What’s on the other end of the spectrum? Surprisingly, it’s the killer whale, which may kill other animals with ruthless efficiency but almost never kills their own kind. Bats and anteaters are also up there.
And humans aren’t the most violent species. Cougars, types of baboons, lemurs and chinchillas are quite murderous, going above 100 per 1,000.
Here is the paper’s abstract:
The psychological, sociological and evolutionary roots of conspecific violence in humans are still debated, despite attracting the attention of intellectuals for over two millennia. Here we propose a conceptual approach towards understanding these roots based on the assumption that aggression in mammals, including humans, has a significant phylogenetic component.
By compiling sources of mortality from a comprehensive sample of mammals, we assessed the percentage of deaths due to conspecifics and, using phylogenetic comparative tools, predicted this value for humans. The proportion of human deaths phylogenetically predicted to be caused by interpersonal violence stood at 2%. This value was similar to the one phylogenetically inferred for the evolutionary ancestor of primates and apes, indicating that a certain level of lethal violence arises owing to our position within the phylogeny of mammals.

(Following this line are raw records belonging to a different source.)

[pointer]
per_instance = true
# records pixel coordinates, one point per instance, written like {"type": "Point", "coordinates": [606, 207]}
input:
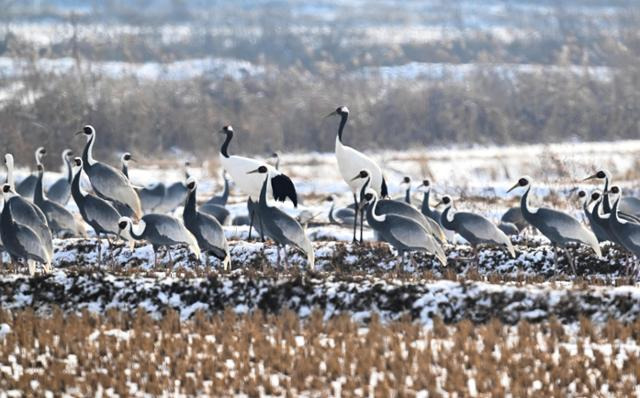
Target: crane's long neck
{"type": "Point", "coordinates": [225, 193]}
{"type": "Point", "coordinates": [225, 144]}
{"type": "Point", "coordinates": [444, 218]}
{"type": "Point", "coordinates": [69, 169]}
{"type": "Point", "coordinates": [38, 195]}
{"type": "Point", "coordinates": [343, 122]}
{"type": "Point", "coordinates": [125, 169]}
{"type": "Point", "coordinates": [426, 208]}
{"type": "Point", "coordinates": [10, 177]}
{"type": "Point", "coordinates": [374, 207]}
{"type": "Point", "coordinates": [263, 193]}
{"type": "Point", "coordinates": [527, 213]}
{"type": "Point", "coordinates": [75, 187]}
{"type": "Point", "coordinates": [87, 153]}
{"type": "Point", "coordinates": [190, 205]}
{"type": "Point", "coordinates": [606, 203]}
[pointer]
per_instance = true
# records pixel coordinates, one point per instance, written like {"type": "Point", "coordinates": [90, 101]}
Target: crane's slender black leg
{"type": "Point", "coordinates": [570, 259]}
{"type": "Point", "coordinates": [355, 218]}
{"type": "Point", "coordinates": [361, 223]}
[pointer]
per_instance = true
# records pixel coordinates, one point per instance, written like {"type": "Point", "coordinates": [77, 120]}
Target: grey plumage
{"type": "Point", "coordinates": [474, 228]}
{"type": "Point", "coordinates": [403, 233]}
{"type": "Point", "coordinates": [432, 213]}
{"type": "Point", "coordinates": [24, 231]}
{"type": "Point", "coordinates": [108, 182]}
{"type": "Point", "coordinates": [560, 228]}
{"type": "Point", "coordinates": [390, 206]}
{"type": "Point", "coordinates": [27, 186]}
{"type": "Point", "coordinates": [159, 230]}
{"type": "Point", "coordinates": [95, 211]}
{"type": "Point", "coordinates": [60, 220]}
{"type": "Point", "coordinates": [60, 191]}
{"type": "Point", "coordinates": [628, 233]}
{"type": "Point", "coordinates": [281, 227]}
{"type": "Point", "coordinates": [206, 229]}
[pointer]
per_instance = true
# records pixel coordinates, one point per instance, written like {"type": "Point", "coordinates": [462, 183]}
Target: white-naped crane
{"type": "Point", "coordinates": [351, 162]}
{"type": "Point", "coordinates": [108, 182]}
{"type": "Point", "coordinates": [60, 191]}
{"type": "Point", "coordinates": [205, 228]}
{"type": "Point", "coordinates": [27, 186]}
{"type": "Point", "coordinates": [95, 211]}
{"type": "Point", "coordinates": [280, 186]}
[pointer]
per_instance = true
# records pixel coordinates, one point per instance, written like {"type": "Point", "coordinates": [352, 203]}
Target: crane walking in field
{"type": "Point", "coordinates": [159, 230]}
{"type": "Point", "coordinates": [474, 228]}
{"type": "Point", "coordinates": [60, 191]}
{"type": "Point", "coordinates": [205, 228]}
{"type": "Point", "coordinates": [280, 185]}
{"type": "Point", "coordinates": [350, 163]}
{"type": "Point", "coordinates": [60, 220]}
{"type": "Point", "coordinates": [27, 187]}
{"type": "Point", "coordinates": [95, 211]}
{"type": "Point", "coordinates": [404, 234]}
{"type": "Point", "coordinates": [279, 226]}
{"type": "Point", "coordinates": [30, 241]}
{"type": "Point", "coordinates": [560, 228]}
{"type": "Point", "coordinates": [108, 183]}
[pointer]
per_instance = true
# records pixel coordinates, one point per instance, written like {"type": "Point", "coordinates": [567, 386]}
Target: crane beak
{"type": "Point", "coordinates": [513, 187]}
{"type": "Point", "coordinates": [591, 177]}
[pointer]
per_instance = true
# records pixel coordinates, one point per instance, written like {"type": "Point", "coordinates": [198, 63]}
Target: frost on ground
{"type": "Point", "coordinates": [361, 296]}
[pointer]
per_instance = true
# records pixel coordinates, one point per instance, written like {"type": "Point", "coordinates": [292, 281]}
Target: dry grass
{"type": "Point", "coordinates": [228, 354]}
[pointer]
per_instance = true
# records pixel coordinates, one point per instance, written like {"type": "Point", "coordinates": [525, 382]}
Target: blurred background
{"type": "Point", "coordinates": [161, 77]}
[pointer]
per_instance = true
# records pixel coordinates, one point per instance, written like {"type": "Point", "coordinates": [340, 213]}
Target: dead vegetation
{"type": "Point", "coordinates": [133, 354]}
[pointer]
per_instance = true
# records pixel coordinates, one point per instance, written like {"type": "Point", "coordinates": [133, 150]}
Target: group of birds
{"type": "Point", "coordinates": [116, 208]}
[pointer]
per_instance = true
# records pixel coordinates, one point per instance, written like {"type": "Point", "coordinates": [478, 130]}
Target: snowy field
{"type": "Point", "coordinates": [262, 328]}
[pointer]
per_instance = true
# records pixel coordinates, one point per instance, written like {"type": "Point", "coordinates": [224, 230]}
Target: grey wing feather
{"type": "Point", "coordinates": [112, 184]}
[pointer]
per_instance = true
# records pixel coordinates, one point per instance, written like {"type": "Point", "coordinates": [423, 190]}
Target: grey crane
{"type": "Point", "coordinates": [176, 193]}
{"type": "Point", "coordinates": [474, 228]}
{"type": "Point", "coordinates": [107, 182]}
{"type": "Point", "coordinates": [628, 204]}
{"type": "Point", "coordinates": [27, 186]}
{"type": "Point", "coordinates": [23, 241]}
{"type": "Point", "coordinates": [514, 216]}
{"type": "Point", "coordinates": [95, 211]}
{"type": "Point", "coordinates": [150, 197]}
{"type": "Point", "coordinates": [403, 233]}
{"type": "Point", "coordinates": [590, 206]}
{"type": "Point", "coordinates": [560, 228]}
{"type": "Point", "coordinates": [221, 200]}
{"type": "Point", "coordinates": [343, 216]}
{"type": "Point", "coordinates": [60, 220]}
{"type": "Point", "coordinates": [390, 206]}
{"type": "Point", "coordinates": [430, 212]}
{"type": "Point", "coordinates": [206, 229]}
{"type": "Point", "coordinates": [280, 226]}
{"type": "Point", "coordinates": [628, 233]}
{"type": "Point", "coordinates": [60, 191]}
{"type": "Point", "coordinates": [159, 230]}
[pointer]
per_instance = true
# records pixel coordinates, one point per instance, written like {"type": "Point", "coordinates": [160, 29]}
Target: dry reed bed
{"type": "Point", "coordinates": [362, 296]}
{"type": "Point", "coordinates": [133, 354]}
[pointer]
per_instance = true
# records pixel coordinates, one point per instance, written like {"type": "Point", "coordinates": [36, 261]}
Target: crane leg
{"type": "Point", "coordinates": [570, 260]}
{"type": "Point", "coordinates": [361, 223]}
{"type": "Point", "coordinates": [355, 219]}
{"type": "Point", "coordinates": [251, 223]}
{"type": "Point", "coordinates": [286, 256]}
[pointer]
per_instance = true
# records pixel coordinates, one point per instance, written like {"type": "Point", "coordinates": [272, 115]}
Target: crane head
{"type": "Point", "coordinates": [522, 182]}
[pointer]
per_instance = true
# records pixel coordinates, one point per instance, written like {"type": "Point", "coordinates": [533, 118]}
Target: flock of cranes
{"type": "Point", "coordinates": [116, 208]}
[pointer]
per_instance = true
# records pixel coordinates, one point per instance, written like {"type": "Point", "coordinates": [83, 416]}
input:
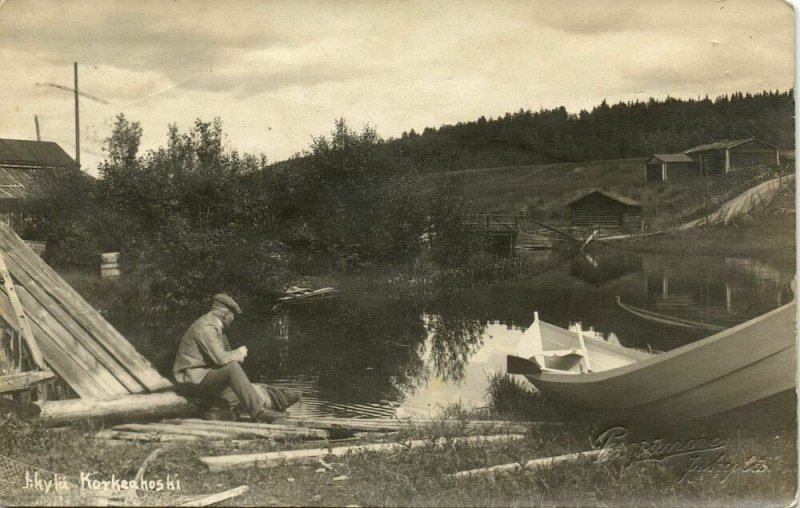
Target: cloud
{"type": "Point", "coordinates": [280, 72]}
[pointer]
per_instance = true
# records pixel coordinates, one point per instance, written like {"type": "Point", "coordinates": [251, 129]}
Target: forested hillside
{"type": "Point", "coordinates": [623, 130]}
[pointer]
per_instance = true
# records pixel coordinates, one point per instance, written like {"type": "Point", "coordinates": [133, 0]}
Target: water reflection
{"type": "Point", "coordinates": [366, 354]}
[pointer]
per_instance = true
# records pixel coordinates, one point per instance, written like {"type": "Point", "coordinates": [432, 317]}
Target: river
{"type": "Point", "coordinates": [365, 353]}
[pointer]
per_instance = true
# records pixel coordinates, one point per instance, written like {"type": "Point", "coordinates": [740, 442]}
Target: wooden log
{"type": "Point", "coordinates": [569, 457]}
{"type": "Point", "coordinates": [387, 425]}
{"type": "Point", "coordinates": [73, 344]}
{"type": "Point", "coordinates": [173, 429]}
{"type": "Point", "coordinates": [153, 405]}
{"type": "Point", "coordinates": [32, 295]}
{"type": "Point", "coordinates": [23, 326]}
{"type": "Point", "coordinates": [272, 459]}
{"type": "Point", "coordinates": [500, 468]}
{"type": "Point", "coordinates": [218, 497]}
{"type": "Point", "coordinates": [72, 368]}
{"type": "Point", "coordinates": [277, 432]}
{"type": "Point", "coordinates": [23, 380]}
{"type": "Point", "coordinates": [143, 468]}
{"type": "Point", "coordinates": [84, 313]}
{"type": "Point", "coordinates": [149, 437]}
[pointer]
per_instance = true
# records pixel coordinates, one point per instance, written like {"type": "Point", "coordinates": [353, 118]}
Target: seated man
{"type": "Point", "coordinates": [206, 362]}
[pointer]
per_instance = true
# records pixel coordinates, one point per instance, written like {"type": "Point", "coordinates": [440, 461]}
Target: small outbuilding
{"type": "Point", "coordinates": [606, 210]}
{"type": "Point", "coordinates": [663, 166]}
{"type": "Point", "coordinates": [22, 164]}
{"type": "Point", "coordinates": [726, 156]}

It was also similar to the percentage seen in prehistoric bands and tribes, indicating that we were as lethally violent then as common mammalian evolutionary history would predict. However, the level of lethal violence has changed through human history and can be associated with changes in the socio-political organization of human populations. Our study provides a detailed phylogenetic and historical context against which to compare levels of lethal violence observed throughout our history.